Data Structure

x3d2 uses a specialised data structure internally in the backends for improving the performance of compact scheme operators. Data structure implements data layout optimisation based on the spatial direction of the compact operators. We define the following options in common.f90 DIR_X, DIR_Y, DIR_Z, DIR_C.

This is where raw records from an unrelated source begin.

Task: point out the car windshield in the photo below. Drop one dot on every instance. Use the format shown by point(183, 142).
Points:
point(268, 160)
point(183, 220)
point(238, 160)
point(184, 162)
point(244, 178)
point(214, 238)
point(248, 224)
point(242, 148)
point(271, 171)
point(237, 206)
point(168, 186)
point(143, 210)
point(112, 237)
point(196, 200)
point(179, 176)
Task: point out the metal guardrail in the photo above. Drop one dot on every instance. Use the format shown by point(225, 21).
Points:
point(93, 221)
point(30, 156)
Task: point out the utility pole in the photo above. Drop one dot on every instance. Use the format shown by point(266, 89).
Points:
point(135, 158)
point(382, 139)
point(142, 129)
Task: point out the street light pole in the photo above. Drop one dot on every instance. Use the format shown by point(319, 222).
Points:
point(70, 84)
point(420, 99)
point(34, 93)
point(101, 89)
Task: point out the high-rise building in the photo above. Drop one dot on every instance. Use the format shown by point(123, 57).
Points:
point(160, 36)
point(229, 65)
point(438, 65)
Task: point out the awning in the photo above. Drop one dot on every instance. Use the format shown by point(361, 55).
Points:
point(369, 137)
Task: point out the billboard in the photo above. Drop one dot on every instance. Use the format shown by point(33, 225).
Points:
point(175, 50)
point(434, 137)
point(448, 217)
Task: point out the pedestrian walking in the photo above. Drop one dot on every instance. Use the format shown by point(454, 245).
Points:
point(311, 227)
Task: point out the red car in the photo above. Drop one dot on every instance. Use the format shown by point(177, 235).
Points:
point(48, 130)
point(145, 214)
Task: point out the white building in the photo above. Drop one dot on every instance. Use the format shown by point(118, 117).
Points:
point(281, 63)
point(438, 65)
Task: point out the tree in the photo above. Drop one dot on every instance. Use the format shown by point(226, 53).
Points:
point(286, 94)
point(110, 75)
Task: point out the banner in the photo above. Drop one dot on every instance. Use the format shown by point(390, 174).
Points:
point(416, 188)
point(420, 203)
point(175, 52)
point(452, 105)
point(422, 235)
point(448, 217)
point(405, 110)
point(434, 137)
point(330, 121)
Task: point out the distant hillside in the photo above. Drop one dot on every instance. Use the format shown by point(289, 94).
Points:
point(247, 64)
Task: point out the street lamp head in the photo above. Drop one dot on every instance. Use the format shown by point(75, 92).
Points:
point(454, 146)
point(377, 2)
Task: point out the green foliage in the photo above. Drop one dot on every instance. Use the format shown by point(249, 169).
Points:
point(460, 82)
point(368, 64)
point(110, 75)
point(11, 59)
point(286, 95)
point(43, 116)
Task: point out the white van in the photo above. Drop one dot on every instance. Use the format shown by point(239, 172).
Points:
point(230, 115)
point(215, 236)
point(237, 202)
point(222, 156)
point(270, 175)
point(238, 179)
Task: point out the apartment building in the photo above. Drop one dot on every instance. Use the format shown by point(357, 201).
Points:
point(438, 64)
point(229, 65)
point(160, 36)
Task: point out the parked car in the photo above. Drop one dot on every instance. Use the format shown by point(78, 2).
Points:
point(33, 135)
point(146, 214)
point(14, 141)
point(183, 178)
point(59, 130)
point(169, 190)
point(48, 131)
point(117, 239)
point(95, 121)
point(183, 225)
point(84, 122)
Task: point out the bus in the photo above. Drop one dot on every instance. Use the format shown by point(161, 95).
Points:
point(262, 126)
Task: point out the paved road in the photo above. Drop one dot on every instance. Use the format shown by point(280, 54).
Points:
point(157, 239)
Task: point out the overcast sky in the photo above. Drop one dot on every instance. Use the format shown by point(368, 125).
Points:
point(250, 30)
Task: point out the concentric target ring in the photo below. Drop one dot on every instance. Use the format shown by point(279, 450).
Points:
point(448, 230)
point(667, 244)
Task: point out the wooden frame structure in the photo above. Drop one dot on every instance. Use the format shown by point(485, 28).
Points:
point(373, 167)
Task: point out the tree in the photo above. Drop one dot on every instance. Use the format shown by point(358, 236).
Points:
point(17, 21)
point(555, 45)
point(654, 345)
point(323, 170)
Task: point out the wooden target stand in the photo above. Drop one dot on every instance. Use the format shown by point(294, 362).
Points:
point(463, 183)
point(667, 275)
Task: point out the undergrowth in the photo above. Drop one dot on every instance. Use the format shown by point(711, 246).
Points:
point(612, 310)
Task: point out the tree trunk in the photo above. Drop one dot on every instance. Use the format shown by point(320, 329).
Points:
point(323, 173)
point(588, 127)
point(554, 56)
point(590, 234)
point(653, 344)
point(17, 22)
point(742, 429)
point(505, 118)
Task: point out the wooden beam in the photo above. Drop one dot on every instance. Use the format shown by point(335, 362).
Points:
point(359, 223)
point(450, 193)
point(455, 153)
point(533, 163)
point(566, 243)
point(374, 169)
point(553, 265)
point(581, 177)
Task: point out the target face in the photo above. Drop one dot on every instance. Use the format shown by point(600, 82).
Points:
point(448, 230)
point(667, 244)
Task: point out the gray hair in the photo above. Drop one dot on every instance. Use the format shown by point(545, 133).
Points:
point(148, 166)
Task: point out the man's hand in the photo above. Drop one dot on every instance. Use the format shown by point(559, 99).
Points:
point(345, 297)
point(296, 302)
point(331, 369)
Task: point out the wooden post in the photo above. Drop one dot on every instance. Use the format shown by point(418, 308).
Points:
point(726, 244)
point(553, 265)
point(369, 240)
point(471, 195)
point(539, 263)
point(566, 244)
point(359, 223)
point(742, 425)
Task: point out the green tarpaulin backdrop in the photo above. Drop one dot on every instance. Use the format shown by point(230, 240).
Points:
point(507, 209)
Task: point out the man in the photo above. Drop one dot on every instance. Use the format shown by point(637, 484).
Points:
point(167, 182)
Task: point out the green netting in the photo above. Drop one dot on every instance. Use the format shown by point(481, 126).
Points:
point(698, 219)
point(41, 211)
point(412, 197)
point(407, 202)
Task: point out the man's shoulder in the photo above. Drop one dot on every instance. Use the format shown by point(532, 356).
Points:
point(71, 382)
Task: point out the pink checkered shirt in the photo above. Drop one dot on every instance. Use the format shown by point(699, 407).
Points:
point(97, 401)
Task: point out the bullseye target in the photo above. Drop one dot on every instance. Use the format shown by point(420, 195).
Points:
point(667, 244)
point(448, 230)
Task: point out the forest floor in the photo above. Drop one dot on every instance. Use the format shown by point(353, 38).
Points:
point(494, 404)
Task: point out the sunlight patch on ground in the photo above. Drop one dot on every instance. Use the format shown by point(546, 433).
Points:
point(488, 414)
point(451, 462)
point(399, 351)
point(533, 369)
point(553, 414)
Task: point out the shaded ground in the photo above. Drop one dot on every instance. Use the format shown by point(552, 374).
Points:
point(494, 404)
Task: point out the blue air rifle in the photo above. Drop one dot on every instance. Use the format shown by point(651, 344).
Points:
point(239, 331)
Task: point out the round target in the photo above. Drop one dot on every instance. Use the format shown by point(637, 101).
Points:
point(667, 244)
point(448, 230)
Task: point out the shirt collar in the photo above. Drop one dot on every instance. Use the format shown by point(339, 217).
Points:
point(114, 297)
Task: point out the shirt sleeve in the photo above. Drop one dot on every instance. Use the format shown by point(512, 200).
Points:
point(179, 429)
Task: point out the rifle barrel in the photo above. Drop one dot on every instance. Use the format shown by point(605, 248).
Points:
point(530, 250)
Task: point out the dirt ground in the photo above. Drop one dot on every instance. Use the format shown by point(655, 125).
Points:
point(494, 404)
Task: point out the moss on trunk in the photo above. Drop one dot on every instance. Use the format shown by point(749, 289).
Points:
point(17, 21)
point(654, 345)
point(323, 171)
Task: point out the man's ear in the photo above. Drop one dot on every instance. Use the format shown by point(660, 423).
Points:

DIR_C is a typical Cartesian ordering with x-dir first, and the remaining are the orderings used internally in the backends. The shape is in the form of (SZ, n_x, n_y_padded*n_z_padded/SZ), where the first dim is backend-specific constant SZ, the second is the number of points in DIR_?, and the last dim is the number of groups in the domain. This specific data layout helps with vectorisation on CPUs and thread level parallelism on GPUs. As a consequence of this specialised layout, we have a particular loop pattern in various kernels.

do k = 1, n_group
  do j = 1, n
    do i = 1, SZ
      f1(i, j, k) = f2(i, j, k)
    end do
  end do
end do

The k loop is typically distributed along the available cores in a CPU or along the thread blocks in a GPU. Then each core or thread block carries out the explicit j loop while processing SZ many lines concurrently.

Note: in GPU kernels the ‘k’ loop is managed by the blocks and ‘i’ loop is managed by the threads. Therefore, a GPU kernel only contains the ‘j’ loop.

! kernel call from host side
call gpu_kernel<<<dim3(n_group, 1, 1), dim3(SZ, 1, 1)>>>(...)

! the kernel implementation
__global__ gpu_kernel(...)
  k = blockIdx.x
  i = threadIdx.x
  do i = 1, SZ
    f1(i, j, k) = f2(i, j, k)
  end do